49

How do I handle categorical data with spark-ml and not spark-mllib ?

Thought the documentation is not very clear, it seems that classifiers e.g. RandomForestClassifier, LogisticRegression, have a featuresCol argument, which specifies the name of the column of features in the DataFrame, and a labelCol argument, which specifies the name of the column of labeled classes in the DataFrame.

Obviously I want to use more than one feature in my prediction, so I tried using the VectorAssembler to put all my features in a single vector under featuresCol.

However, the VectorAssembler only accepts numeric types, boolean type, and vector type (according to the Spark website), so I can't put strings in my features vector.

How should I proceed?

eliasah
  • 39,588
  • 11
  • 124
  • 154
Rainmaker
  • 1,181
  • 2
  • 11
  • 11

5 Answers5

59

I just wanted to complete Holden's answer.

Since Spark 2.3.0,OneHotEncoder has been deprecated and it will be removed in 3.0.0. Please use OneHotEncoderEstimator instead.

In Scala:

import org.apache.spark.ml.Pipeline
import org.apache.spark.ml.feature.{OneHotEncoderEstimator, StringIndexer}

val df = Seq((0, "a", 1), (1, "b", 2), (2, "c", 3), (3, "a", 4), (4, "a", 4), (5, "c", 3)).toDF("id", "category1", "category2")

val indexer = new StringIndexer().setInputCol("category1").setOutputCol("category1Index")
val encoder = new OneHotEncoderEstimator()
  .setInputCols(Array(indexer.getOutputCol, "category2"))
  .setOutputCols(Array("category1Vec", "category2Vec"))

val pipeline = new Pipeline().setStages(Array(indexer, encoder))

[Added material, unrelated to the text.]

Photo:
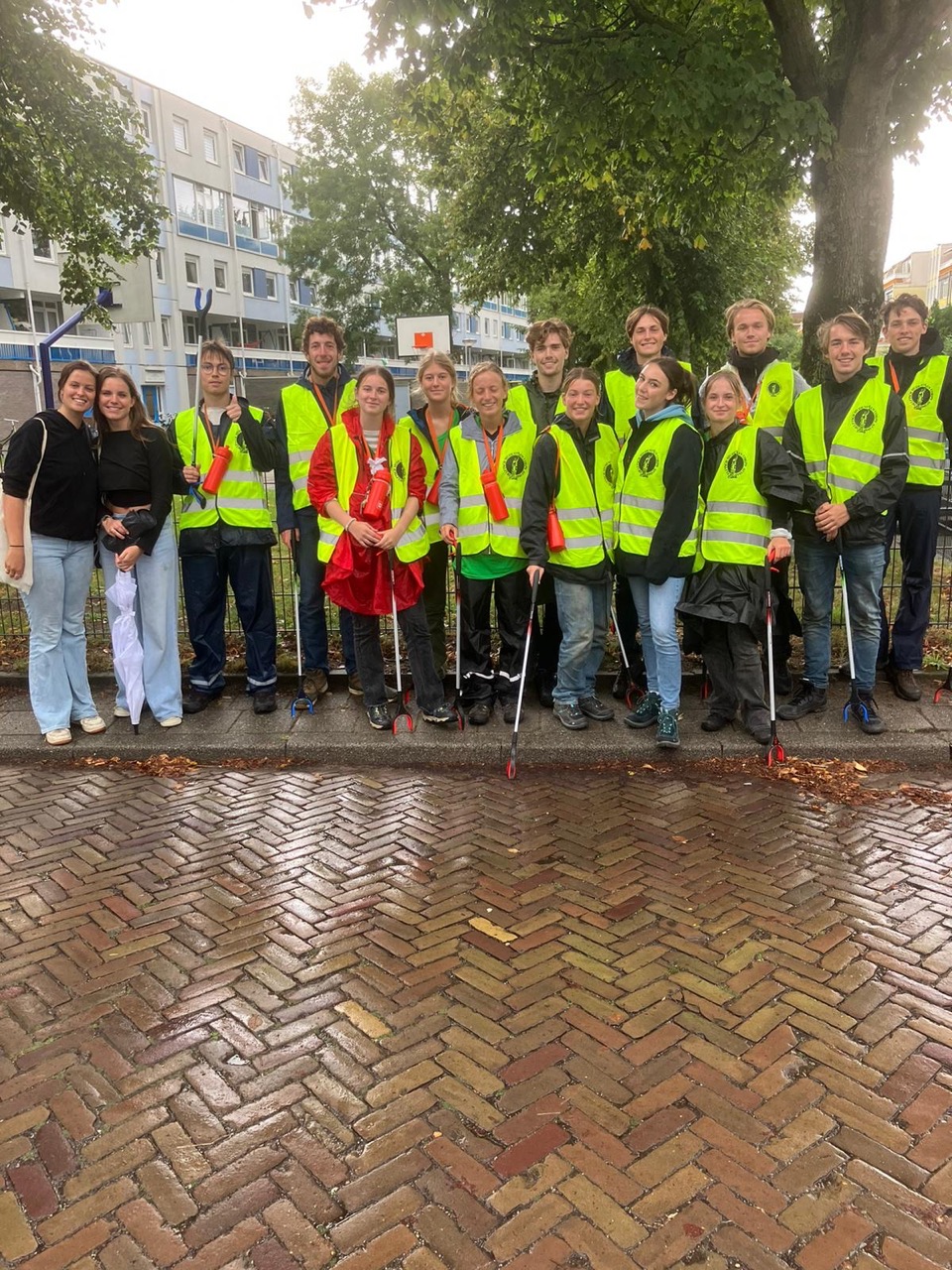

pipeline.fit(df).transform(df).show
// +---+---------+---------+--------------+-------------+-------------+
// | id|category1|category2|category1Index| category1Vec| category2Vec|
// +---+---------+---------+--------------+-------------+-------------+
// |  0|        a|        1|           0.0|(2,[0],[1.0])|(4,[1],[1.0])|
// |  1|        b|        2|           2.0|    (2,[],[])|(4,[2],[1.0])|
// |  2|        c|        3|           1.0|(2,[1],[1.0])|(4,[3],[1.0])|
// |  3|        a|        4|           0.0|(2,[0],[1.0])|    (4,[],[])|
// |  4|        a|        4|           0.0|(2,[0],[1.0])|    (4,[],[])|
// |  5|        c|        3|           1.0|(2,[1],[1.0])|(4,[3],[1.0])|
// +---+---------+---------+--------------+-------------+-------------+

In Python:

from pyspark.ml import Pipeline
from pyspark.ml.feature import StringIndexer, OneHotEncoderEstimator

df = spark.createDataFrame([(0, "a", 1), (1, "b", 2), (2, "c", 3), (3, "a", 4), (4, "a", 4), (5, "c", 3)], ["id", "category1", "category2"])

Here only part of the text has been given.